Dani Chaum (center left) and Gia Welch (center right) as Daisy and Violet Hilton, respectively, play conjoined twins in Side Show at Theatre Memphis on the Lohrey Stage March 10 - April 2, 2017. They are surrounded by their chosen family of "freaks" played by (clockwise) Jacquelene Cooper, Amari Keon Nathaniel, Jimmy Hoxie and Jess Brookes.
The big question this raises: ("Gooble gobble") Is Side Show Director Ann Marie Hall, "one of us" in the classic sense? After all the comic marvel turned director doesn't sing or dance. That's her story, anyway, in spite of strong evidence she might be underselling.
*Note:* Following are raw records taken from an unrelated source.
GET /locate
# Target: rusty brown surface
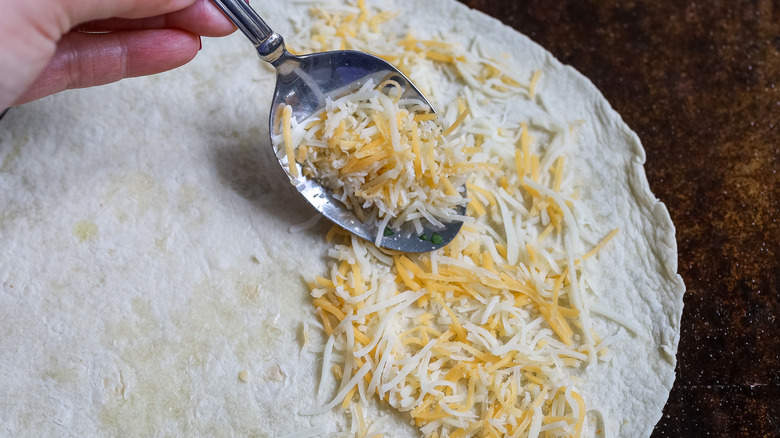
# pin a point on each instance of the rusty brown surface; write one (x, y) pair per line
(700, 83)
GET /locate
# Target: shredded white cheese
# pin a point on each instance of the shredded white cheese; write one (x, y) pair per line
(482, 337)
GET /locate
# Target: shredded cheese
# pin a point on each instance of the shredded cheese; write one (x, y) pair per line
(482, 337)
(386, 158)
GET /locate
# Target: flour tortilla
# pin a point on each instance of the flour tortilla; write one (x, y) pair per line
(147, 257)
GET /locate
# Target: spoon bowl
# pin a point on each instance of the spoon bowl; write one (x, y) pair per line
(306, 83)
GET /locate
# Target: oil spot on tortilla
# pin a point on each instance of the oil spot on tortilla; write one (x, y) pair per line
(85, 230)
(13, 154)
(173, 363)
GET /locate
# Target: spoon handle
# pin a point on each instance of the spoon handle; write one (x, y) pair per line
(268, 43)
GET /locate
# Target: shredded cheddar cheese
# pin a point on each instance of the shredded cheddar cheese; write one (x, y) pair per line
(482, 337)
(384, 157)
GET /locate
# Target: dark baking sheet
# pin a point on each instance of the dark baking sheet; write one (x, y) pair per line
(700, 83)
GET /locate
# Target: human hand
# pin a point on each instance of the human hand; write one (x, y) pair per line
(47, 46)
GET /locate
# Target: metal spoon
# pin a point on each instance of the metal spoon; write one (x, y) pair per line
(304, 83)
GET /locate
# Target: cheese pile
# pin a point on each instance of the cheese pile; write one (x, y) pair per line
(485, 336)
(386, 158)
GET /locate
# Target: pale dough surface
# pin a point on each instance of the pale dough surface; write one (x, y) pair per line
(147, 259)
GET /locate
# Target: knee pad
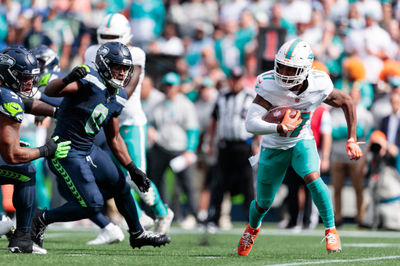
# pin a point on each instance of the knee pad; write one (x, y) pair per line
(265, 203)
(93, 210)
(148, 197)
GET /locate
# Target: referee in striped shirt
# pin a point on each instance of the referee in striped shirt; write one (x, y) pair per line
(235, 174)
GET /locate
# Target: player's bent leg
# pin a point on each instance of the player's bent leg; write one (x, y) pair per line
(109, 232)
(332, 238)
(247, 240)
(21, 242)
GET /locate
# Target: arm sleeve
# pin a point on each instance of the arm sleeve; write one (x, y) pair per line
(254, 122)
(192, 139)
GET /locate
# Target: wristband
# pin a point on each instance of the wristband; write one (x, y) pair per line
(130, 166)
(351, 140)
(43, 151)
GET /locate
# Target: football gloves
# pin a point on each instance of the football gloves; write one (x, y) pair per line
(288, 123)
(55, 150)
(138, 177)
(76, 74)
(353, 149)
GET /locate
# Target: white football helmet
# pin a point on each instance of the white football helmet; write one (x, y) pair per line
(114, 28)
(295, 54)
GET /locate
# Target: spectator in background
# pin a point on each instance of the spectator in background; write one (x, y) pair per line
(354, 76)
(3, 31)
(174, 130)
(60, 32)
(342, 168)
(382, 107)
(147, 19)
(169, 43)
(235, 174)
(329, 50)
(196, 46)
(383, 210)
(206, 165)
(150, 96)
(189, 14)
(278, 21)
(36, 36)
(390, 125)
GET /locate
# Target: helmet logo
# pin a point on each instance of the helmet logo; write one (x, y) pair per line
(103, 50)
(6, 60)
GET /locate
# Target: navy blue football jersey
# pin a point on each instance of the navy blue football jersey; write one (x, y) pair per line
(11, 104)
(81, 116)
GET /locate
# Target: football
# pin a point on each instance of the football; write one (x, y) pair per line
(276, 115)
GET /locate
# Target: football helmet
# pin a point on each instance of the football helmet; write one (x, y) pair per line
(296, 57)
(114, 28)
(19, 70)
(111, 56)
(47, 59)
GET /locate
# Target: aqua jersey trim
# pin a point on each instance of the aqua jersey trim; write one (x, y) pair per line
(109, 21)
(291, 49)
(14, 175)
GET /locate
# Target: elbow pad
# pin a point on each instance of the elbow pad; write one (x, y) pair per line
(255, 123)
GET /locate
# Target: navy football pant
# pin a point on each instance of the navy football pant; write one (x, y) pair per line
(22, 176)
(85, 181)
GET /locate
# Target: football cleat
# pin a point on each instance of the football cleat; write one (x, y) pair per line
(6, 225)
(146, 221)
(332, 240)
(148, 238)
(38, 228)
(108, 235)
(163, 224)
(247, 240)
(21, 242)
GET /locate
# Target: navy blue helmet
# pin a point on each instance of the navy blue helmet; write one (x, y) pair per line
(111, 57)
(19, 70)
(47, 59)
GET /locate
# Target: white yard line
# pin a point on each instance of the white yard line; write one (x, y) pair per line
(336, 261)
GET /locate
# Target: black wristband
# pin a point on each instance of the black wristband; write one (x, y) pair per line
(43, 151)
(130, 166)
(28, 103)
(66, 80)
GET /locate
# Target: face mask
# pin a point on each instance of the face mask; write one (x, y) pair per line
(375, 148)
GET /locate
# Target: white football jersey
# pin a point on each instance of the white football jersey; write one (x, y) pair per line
(132, 114)
(319, 87)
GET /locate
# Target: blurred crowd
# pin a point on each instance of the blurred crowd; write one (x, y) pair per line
(217, 48)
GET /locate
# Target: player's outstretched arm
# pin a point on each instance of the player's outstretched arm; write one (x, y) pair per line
(134, 80)
(37, 107)
(254, 118)
(338, 98)
(120, 151)
(13, 153)
(68, 85)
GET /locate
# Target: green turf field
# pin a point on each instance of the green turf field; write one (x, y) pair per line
(272, 247)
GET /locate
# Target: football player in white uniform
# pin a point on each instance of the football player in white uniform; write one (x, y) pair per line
(133, 124)
(294, 84)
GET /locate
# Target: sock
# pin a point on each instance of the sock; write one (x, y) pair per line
(138, 209)
(100, 220)
(322, 199)
(255, 217)
(159, 209)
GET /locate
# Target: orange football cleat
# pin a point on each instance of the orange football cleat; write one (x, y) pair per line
(332, 241)
(247, 240)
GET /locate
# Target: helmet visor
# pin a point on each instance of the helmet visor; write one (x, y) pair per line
(27, 83)
(120, 74)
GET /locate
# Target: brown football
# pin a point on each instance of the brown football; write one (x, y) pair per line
(276, 115)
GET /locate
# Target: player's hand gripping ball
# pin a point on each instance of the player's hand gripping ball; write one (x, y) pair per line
(288, 118)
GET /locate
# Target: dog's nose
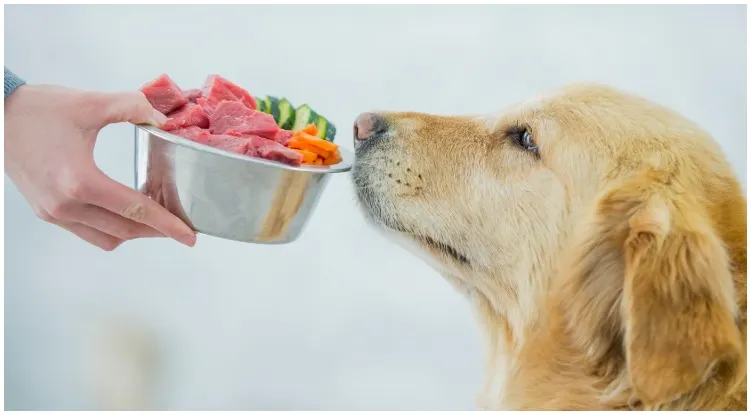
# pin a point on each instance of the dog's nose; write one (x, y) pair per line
(368, 125)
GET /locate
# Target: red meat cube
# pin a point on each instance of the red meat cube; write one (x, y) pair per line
(188, 116)
(233, 116)
(271, 150)
(164, 94)
(192, 94)
(217, 89)
(190, 132)
(223, 142)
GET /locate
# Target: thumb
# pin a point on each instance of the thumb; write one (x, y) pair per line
(132, 107)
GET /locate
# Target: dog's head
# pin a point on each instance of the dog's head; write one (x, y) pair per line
(614, 213)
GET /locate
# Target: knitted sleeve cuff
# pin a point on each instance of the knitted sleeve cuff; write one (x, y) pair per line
(12, 82)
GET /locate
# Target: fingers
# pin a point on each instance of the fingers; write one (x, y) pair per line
(111, 223)
(91, 235)
(131, 107)
(130, 204)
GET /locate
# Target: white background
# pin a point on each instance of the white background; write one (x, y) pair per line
(342, 319)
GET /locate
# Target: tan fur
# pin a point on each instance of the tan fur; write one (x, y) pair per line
(609, 273)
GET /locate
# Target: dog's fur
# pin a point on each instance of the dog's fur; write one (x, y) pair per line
(608, 270)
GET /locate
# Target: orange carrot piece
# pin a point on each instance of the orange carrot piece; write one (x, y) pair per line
(318, 142)
(307, 156)
(310, 129)
(299, 145)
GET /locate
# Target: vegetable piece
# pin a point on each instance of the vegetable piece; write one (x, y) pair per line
(315, 141)
(330, 132)
(322, 124)
(286, 114)
(273, 107)
(307, 156)
(299, 145)
(310, 129)
(304, 115)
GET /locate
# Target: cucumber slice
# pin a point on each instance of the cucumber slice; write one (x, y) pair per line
(304, 115)
(322, 124)
(330, 132)
(273, 105)
(286, 114)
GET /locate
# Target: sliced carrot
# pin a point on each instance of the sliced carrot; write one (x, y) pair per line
(333, 159)
(307, 156)
(310, 129)
(299, 145)
(315, 141)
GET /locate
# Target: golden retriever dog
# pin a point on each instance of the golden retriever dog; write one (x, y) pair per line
(601, 238)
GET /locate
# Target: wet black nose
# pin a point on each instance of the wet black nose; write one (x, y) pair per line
(367, 125)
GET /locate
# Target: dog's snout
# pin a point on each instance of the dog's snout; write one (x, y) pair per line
(368, 125)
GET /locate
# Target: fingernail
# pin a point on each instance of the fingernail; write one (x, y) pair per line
(157, 118)
(188, 239)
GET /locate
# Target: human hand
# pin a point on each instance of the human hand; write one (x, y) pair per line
(50, 133)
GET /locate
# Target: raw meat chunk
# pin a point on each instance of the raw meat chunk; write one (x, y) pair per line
(217, 89)
(164, 94)
(237, 118)
(190, 132)
(223, 142)
(192, 94)
(187, 116)
(271, 150)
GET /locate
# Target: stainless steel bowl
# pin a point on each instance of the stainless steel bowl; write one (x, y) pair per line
(227, 195)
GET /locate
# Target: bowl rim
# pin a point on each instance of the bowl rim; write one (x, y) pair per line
(342, 166)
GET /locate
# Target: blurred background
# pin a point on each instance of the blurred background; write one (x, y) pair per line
(342, 319)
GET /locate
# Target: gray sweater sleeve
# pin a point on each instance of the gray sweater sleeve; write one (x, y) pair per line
(11, 82)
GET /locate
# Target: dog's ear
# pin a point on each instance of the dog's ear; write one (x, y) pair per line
(653, 275)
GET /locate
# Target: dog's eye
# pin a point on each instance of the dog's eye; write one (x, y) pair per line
(524, 138)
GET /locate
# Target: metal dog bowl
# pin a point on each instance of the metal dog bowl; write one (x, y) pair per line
(228, 195)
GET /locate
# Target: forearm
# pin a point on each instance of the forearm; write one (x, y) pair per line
(12, 82)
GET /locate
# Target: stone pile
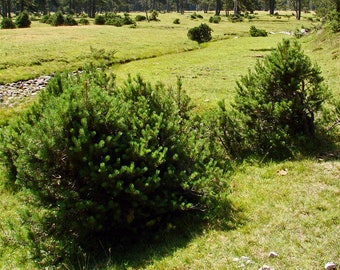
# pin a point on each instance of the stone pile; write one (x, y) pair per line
(13, 93)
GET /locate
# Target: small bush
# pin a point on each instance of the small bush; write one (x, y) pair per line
(254, 32)
(99, 19)
(84, 21)
(215, 19)
(46, 19)
(69, 20)
(154, 16)
(127, 20)
(176, 21)
(200, 34)
(276, 105)
(106, 161)
(140, 18)
(235, 18)
(23, 20)
(7, 23)
(333, 21)
(57, 19)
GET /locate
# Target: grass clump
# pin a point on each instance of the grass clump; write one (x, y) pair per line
(200, 33)
(7, 23)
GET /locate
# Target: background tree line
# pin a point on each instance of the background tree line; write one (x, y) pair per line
(91, 7)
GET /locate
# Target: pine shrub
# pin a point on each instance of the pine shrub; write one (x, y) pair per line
(105, 160)
(23, 20)
(276, 105)
(7, 23)
(69, 20)
(140, 18)
(200, 34)
(255, 32)
(99, 19)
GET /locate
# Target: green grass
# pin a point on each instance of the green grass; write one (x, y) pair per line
(296, 215)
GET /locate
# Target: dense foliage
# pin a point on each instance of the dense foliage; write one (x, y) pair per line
(333, 19)
(255, 32)
(200, 33)
(7, 23)
(104, 160)
(276, 105)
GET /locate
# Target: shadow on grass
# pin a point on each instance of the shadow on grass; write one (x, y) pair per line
(137, 251)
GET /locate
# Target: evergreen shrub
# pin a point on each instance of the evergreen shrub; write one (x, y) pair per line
(46, 19)
(140, 18)
(333, 20)
(255, 32)
(7, 23)
(99, 19)
(84, 21)
(215, 19)
(276, 107)
(200, 34)
(57, 19)
(105, 160)
(69, 20)
(23, 20)
(177, 21)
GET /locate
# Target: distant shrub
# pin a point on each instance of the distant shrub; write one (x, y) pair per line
(108, 161)
(23, 20)
(7, 23)
(84, 21)
(99, 19)
(177, 21)
(200, 34)
(69, 20)
(154, 16)
(196, 16)
(276, 106)
(57, 19)
(235, 18)
(140, 18)
(255, 32)
(113, 19)
(215, 19)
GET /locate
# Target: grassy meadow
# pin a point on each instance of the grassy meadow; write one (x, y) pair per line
(294, 212)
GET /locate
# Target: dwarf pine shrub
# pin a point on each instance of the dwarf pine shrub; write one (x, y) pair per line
(23, 20)
(106, 161)
(276, 105)
(200, 33)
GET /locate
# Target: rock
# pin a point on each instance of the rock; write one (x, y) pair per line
(330, 266)
(272, 254)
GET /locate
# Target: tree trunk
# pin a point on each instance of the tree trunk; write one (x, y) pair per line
(218, 7)
(235, 8)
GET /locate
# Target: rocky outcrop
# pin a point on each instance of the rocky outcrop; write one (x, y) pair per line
(12, 94)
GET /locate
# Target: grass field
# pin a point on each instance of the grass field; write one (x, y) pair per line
(295, 215)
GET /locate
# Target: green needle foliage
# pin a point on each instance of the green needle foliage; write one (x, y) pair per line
(276, 105)
(106, 161)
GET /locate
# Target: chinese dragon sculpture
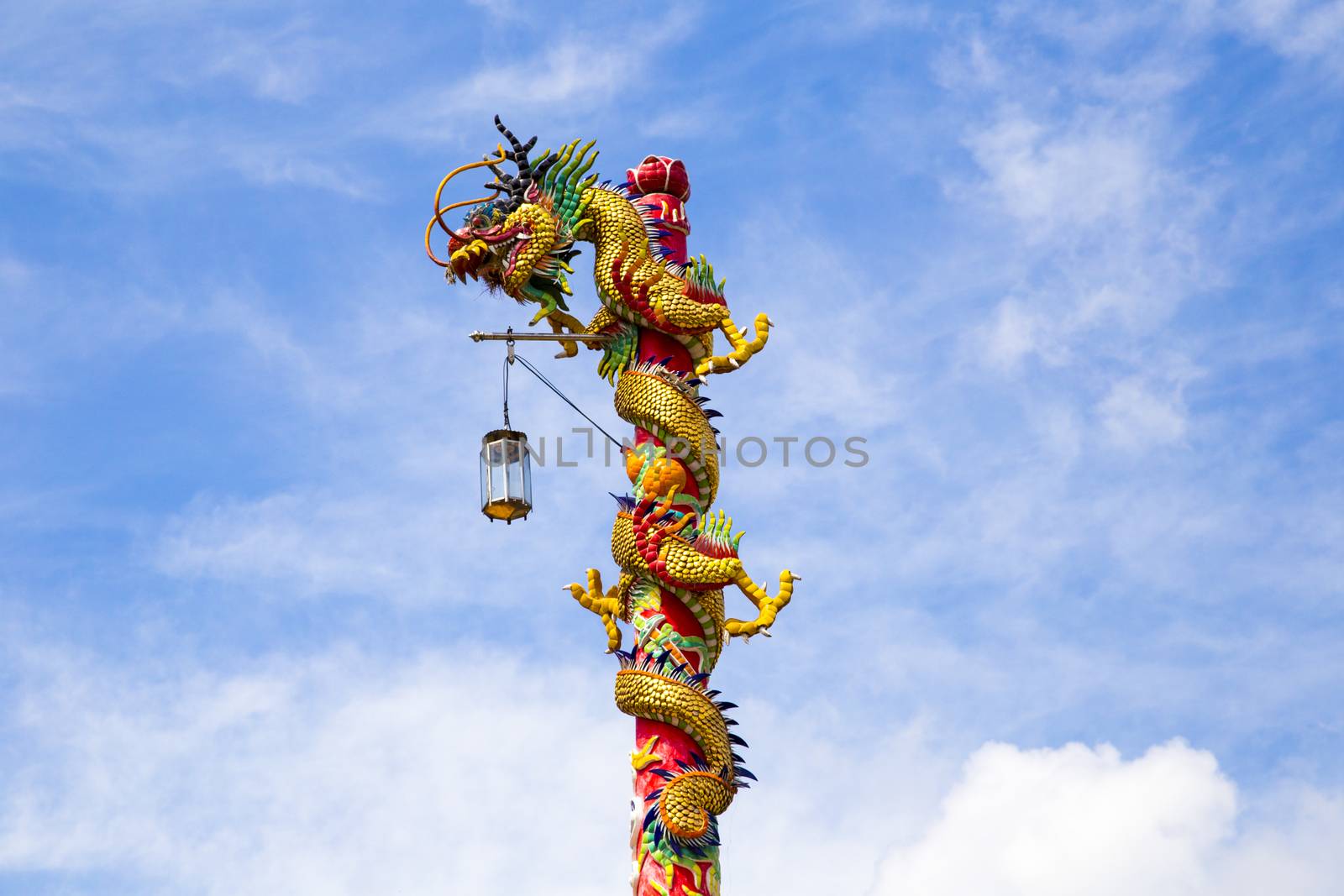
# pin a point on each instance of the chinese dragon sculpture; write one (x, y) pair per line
(660, 311)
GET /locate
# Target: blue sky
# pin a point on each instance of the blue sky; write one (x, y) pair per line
(1072, 270)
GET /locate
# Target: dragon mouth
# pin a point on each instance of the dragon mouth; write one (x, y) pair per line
(486, 254)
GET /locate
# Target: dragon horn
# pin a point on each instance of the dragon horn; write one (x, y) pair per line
(519, 155)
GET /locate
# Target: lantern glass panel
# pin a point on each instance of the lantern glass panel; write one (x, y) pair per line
(506, 476)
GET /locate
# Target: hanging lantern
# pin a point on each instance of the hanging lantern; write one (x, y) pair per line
(506, 476)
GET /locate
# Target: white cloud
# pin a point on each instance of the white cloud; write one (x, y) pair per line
(331, 775)
(346, 773)
(1055, 822)
(1090, 172)
(1135, 417)
(1074, 820)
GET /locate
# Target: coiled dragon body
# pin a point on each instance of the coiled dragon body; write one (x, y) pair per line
(660, 311)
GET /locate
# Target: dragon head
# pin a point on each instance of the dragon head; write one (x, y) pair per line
(521, 239)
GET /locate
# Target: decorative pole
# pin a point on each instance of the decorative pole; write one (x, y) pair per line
(660, 309)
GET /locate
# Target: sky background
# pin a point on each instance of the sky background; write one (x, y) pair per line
(1073, 270)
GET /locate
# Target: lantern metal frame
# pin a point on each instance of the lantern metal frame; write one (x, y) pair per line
(506, 476)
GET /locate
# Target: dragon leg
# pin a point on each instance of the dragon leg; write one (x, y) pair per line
(609, 606)
(769, 607)
(743, 347)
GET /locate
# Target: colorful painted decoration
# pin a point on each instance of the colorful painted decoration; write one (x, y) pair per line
(675, 555)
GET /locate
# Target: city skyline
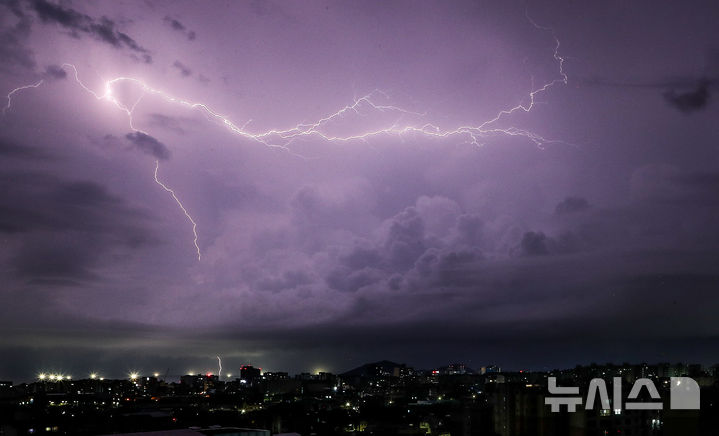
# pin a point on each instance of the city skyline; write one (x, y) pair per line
(322, 184)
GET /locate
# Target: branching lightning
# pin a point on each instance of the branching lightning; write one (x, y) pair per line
(283, 138)
(15, 91)
(179, 203)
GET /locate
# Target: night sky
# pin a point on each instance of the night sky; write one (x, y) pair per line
(580, 227)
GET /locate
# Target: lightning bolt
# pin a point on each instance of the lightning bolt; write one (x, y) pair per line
(283, 138)
(179, 203)
(15, 91)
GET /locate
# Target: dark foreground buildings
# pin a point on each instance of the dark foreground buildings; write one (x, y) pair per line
(381, 398)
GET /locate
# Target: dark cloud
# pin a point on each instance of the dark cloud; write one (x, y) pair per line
(78, 23)
(10, 149)
(685, 94)
(689, 101)
(179, 27)
(62, 229)
(149, 145)
(13, 39)
(182, 68)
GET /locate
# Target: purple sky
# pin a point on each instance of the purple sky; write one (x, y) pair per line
(600, 245)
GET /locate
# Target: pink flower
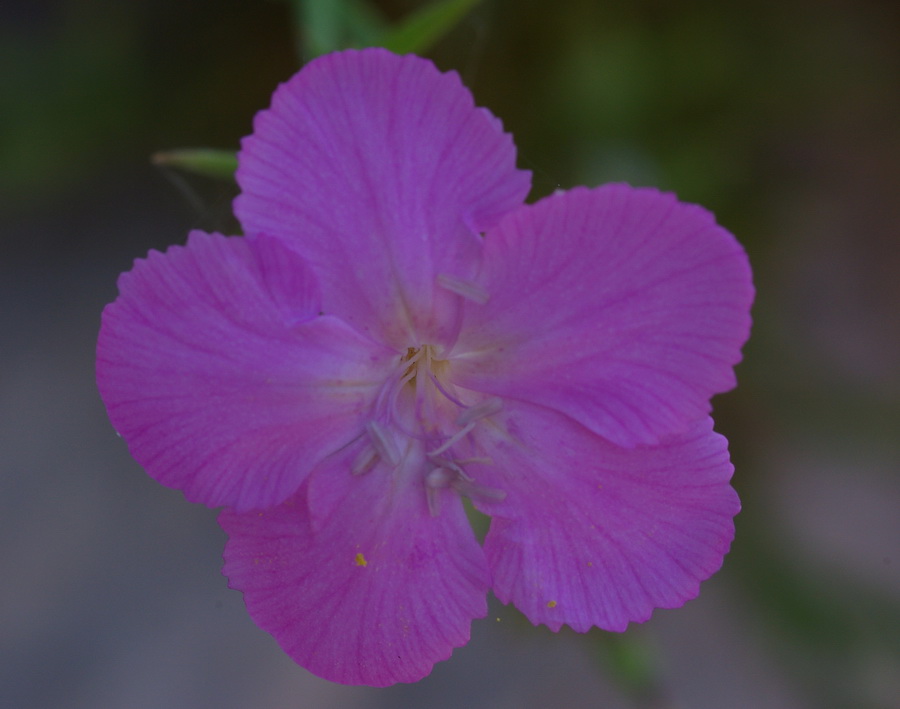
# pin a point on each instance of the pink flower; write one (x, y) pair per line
(397, 331)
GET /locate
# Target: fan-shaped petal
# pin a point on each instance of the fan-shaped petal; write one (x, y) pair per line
(620, 307)
(380, 171)
(216, 370)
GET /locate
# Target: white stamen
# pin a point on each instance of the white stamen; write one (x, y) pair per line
(488, 407)
(384, 442)
(467, 289)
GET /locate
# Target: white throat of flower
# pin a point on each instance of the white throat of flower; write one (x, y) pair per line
(420, 422)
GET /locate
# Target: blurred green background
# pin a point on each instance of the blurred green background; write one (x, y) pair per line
(781, 117)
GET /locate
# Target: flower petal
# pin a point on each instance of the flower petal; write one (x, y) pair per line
(216, 371)
(375, 595)
(620, 307)
(380, 171)
(594, 534)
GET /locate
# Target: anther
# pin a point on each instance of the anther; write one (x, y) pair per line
(487, 407)
(364, 461)
(461, 433)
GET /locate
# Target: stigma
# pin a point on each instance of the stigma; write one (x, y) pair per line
(425, 429)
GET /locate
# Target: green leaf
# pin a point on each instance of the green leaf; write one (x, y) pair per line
(421, 29)
(201, 161)
(323, 26)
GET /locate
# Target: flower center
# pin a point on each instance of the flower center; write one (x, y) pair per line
(424, 425)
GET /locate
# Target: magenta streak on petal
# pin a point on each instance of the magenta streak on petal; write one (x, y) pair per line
(381, 172)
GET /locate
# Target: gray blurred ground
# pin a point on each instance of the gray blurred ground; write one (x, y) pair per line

But friends (and gawkers), occasionally ask how it can be that someone who'd rather tackle a meaty role (or stay home and host a horror movie marathon) than participate in most musicals, winds up directing extravaganzas like Into the Woods, and the first rate production of Side Show, opening this weekend at Theatre Memphis.
"There's lots of complex stuff happening in this one," Hall says. "The story's great, the music's gorgeous... it's all accessible, and the music just glides over you.
Side Show (right up Hall's aesthetic alley), tells the semi-true story of the conjoined Hilton twins, Violet and Daisy — Human oddities bound together by a thin ribbon of flesh. While the musical may smooth over the never-ending horrors of their seemingly successful lives, there are no happy endings here. Just when the twins — sold at birth, and raised as objects to be gawked at or fondled for money— seemed to be getting everything they ever wanted, the curtain comes down. There's some evident cause for celebration, but the audience clearly sees how a show that began inside an exploitive freak show, has also ended with one.
"A lot of it's about accepting our differences: Embrace your own freak.," Hall says, before quoting Side Show's most affecting song. "Who will love me as I am," she asks. "This is every one of us."
For Side Show Theatre Memphis' designers have, with the simplest gesture, turned the whole theater into a big top tent. Great effects, and superb performances make for a memorable night of theater.
Theatre Memphis has had incredible success with gloomier musicals like Cecelia Wingate's darkly glittering productions of The Addams Family and Young Frankenstein. Side Show is less overstuffed, and can afford to be. The material's so much better, there's no need to rely on spectacle overdose. But, of course, there's some of that too.
"The show is not 'about' pedophilia or sexual abuse," says Tony Isbell, who stars as Ray, who had an abusive relationship with Una when she was 12, and he was 40. The play is set 15-years after the abuse. "It's about how these two people deal with their shared past and how they struggle to find a way forward when they finally meet again," Isbell says. "Or at least that’s part of what it’s about. It’s also about the power dynamic between men and women; the nature of love; the slipperiness of truth and memory; and the mystery of human existence. Hope that doesn’t sound too pretentious, but it’s all in there."
Even if it does sound a little bit pretentious, it is all in there. Blackbird is Quark theaters first production.
Crowns pulls a Hat Trick
If I haven't missed anything, Hattiloo's Crowns is Memphis' third major production of the moving gospel musical. Crowns uses "church hats" as the entry point for an exploration of Black cultural identity. Crowns is told from the point of view of a young woman leaving the personal tragedies of a northern metropolis to rejoin family in the South. This is no Lidsville — these hats tell some extraordinary stories.
Take the Pilgrimage. See Violet at GCT Not only is Violet a personal favorite, it promises to be the most excellent fit for a narrative musical at Germantown Community Theatre since the company staged Spitfire Grill, a few seasons back. I mention the latter, because both shows are steeped in Americana and truck in sonic, and emotional authenticity. But Violet takes more risks, and yields more rewards.
Based on the short story The Ugliest Pilgrim by Beasts of the Southern Wild author Doris Betts, Violet tells the story of Violet Karl, a wounded young woman on a pilgrimage to Tulsa, OK to meet with a televangelist and faith healer. Her face was disfigured when she was very young. The head flew off her father's axe while he was chopping wood and... it was awful. It's continued to be awful. This leap of faith is her last shot. Lord of the Flies Goes Primitive
I'll have a fuller review of Playhouse on the Square's Lord of the Flies online shortly. Simply said, director Jordan Nichols goes minimal, and guides a mostly teenage cast through one of the most harrowing pieces of teen fiction ever written. There are ritualized moments that, while well conceived, threaten to go full Broadway musical. Still, of you're fan of this bleak, too relevant story of divisiveness and human nature, you'll want to drop in on this one. And sometimes, you may want to look away.
Comedy, Comedy Everywhere
As if all this wasn't enough to choose from, the Memphis Comedy Festival's happening all over Midtown this weekend. Lots of standup, and lots of improv too. Check it out.